How The West Was (Is) Won

Thu May 15, 2008 at 07:18:45 AM EDT

By War Eagle Atlanta
glg68@aol.com

After reading Jay's excellent article last week on what passes for greatness when it comes to coaches on the Plains, it got me thinking about all the ways we've come to define it, regardless of whom we choose to bestow it upon. The most popular is through SEC championships, and we all definitely agree that those are a whole lot harder these days than they used to be. I came of age with Auburn in the late 1980s, so I thought winning SEC titles was something we just did. But after a dearth of them in the 1990s, I slowly realized that they were a lot more special than I originally thought.

Winning the SEC title is so important now, that it has birthed its own sub-goal: winning the west. And you gotta do one before you even think about the other. Today I'm going to look back at our division since the conference split in 1992 and see exactly who's been winning the west the last sixteen years. One day I'm going to write a book on why Auburn should actually be in the eastern division of the SEC, but until that time, let's look at our short history where we currently reside.

I don't call it the wild, wild, west for nothing. Face it. Our division is WIDE open. Five of the six teams have made it to Atlanta (read: the SEC championship game), where only three from the other side has. And our lone hold-out may have made it had there been one more Manning in the household to enroll... For prognosticators, picking a winner from the east is like a game of 3-card Monty, but it's never easy in the west. There's always a dark-horse coming from somewhere, and winning six conference games doesn't guarantee you squat.

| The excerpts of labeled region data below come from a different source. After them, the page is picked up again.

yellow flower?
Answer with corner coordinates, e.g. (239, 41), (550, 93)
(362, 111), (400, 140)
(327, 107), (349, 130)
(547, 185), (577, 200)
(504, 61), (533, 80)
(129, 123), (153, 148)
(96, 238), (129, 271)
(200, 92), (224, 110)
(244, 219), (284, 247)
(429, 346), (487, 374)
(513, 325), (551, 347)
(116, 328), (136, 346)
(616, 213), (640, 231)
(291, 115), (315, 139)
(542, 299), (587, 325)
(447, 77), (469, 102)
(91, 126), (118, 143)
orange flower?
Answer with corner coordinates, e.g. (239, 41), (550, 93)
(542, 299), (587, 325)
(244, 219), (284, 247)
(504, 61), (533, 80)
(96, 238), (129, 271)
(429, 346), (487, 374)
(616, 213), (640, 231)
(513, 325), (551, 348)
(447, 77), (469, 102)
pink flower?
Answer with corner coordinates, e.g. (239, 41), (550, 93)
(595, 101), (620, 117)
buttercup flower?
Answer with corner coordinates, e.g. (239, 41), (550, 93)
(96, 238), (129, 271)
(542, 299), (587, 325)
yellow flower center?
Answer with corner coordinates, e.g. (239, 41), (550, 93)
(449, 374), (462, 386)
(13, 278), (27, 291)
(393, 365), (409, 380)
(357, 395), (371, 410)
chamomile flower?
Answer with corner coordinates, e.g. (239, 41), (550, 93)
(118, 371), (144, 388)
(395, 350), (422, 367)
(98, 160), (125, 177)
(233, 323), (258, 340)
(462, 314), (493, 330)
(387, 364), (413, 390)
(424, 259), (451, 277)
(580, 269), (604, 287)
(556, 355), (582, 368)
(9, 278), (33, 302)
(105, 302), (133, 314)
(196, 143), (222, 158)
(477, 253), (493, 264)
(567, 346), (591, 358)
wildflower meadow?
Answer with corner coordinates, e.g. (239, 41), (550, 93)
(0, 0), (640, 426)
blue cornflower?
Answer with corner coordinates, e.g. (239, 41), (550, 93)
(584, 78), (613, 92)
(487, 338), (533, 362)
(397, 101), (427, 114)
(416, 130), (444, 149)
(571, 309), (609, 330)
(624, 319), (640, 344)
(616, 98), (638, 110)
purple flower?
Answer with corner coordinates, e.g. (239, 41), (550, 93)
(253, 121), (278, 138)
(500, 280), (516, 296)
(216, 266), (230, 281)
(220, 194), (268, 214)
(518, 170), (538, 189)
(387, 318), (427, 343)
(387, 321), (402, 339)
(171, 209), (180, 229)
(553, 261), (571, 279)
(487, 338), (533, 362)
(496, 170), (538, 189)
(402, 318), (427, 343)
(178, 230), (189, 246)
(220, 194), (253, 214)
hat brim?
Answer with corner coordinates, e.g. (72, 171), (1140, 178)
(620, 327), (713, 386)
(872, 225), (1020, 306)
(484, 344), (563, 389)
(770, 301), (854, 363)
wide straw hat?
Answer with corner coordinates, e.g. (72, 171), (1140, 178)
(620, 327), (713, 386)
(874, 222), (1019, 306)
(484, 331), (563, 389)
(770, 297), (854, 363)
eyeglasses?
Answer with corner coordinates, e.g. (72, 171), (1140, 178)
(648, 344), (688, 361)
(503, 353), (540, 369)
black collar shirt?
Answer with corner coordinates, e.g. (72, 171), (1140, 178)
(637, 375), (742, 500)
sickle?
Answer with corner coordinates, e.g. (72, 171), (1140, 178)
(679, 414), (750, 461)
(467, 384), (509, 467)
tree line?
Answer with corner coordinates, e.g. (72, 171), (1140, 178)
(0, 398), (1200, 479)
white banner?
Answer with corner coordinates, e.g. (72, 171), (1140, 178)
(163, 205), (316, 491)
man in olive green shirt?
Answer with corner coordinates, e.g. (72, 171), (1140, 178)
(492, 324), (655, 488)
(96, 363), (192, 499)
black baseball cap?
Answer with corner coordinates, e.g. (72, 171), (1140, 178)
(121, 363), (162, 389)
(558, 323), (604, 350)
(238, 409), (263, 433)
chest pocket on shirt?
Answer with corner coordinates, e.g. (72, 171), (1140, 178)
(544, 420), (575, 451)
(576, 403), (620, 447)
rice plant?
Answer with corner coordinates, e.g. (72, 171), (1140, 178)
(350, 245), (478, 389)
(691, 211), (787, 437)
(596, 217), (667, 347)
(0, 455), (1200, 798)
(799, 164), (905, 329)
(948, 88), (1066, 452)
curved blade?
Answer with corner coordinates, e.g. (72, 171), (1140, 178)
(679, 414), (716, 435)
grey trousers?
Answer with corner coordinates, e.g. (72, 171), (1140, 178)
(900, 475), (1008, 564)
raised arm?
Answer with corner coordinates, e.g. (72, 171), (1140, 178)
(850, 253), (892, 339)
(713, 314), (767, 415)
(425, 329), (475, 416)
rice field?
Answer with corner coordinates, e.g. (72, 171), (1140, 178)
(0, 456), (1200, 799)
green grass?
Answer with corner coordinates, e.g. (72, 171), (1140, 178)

The west was dominated in the early days by Alabama. Maybe it had something to do with the fact that the title game was in Birmingham those first two years, but probably not. Thankfully, the powers that be saw the light and moved it to a real venue and town, the one from which I claim my moniker. The Tide was dominant in the beginning, reaching the title game four of the first five years, and five times overall in the 1990s. After that, they petered out, not to return since, which isn't surprising, considering the coaching carousel that has plagued them the last decade. Overall, the Tide collected two SEC crowns in their five trips.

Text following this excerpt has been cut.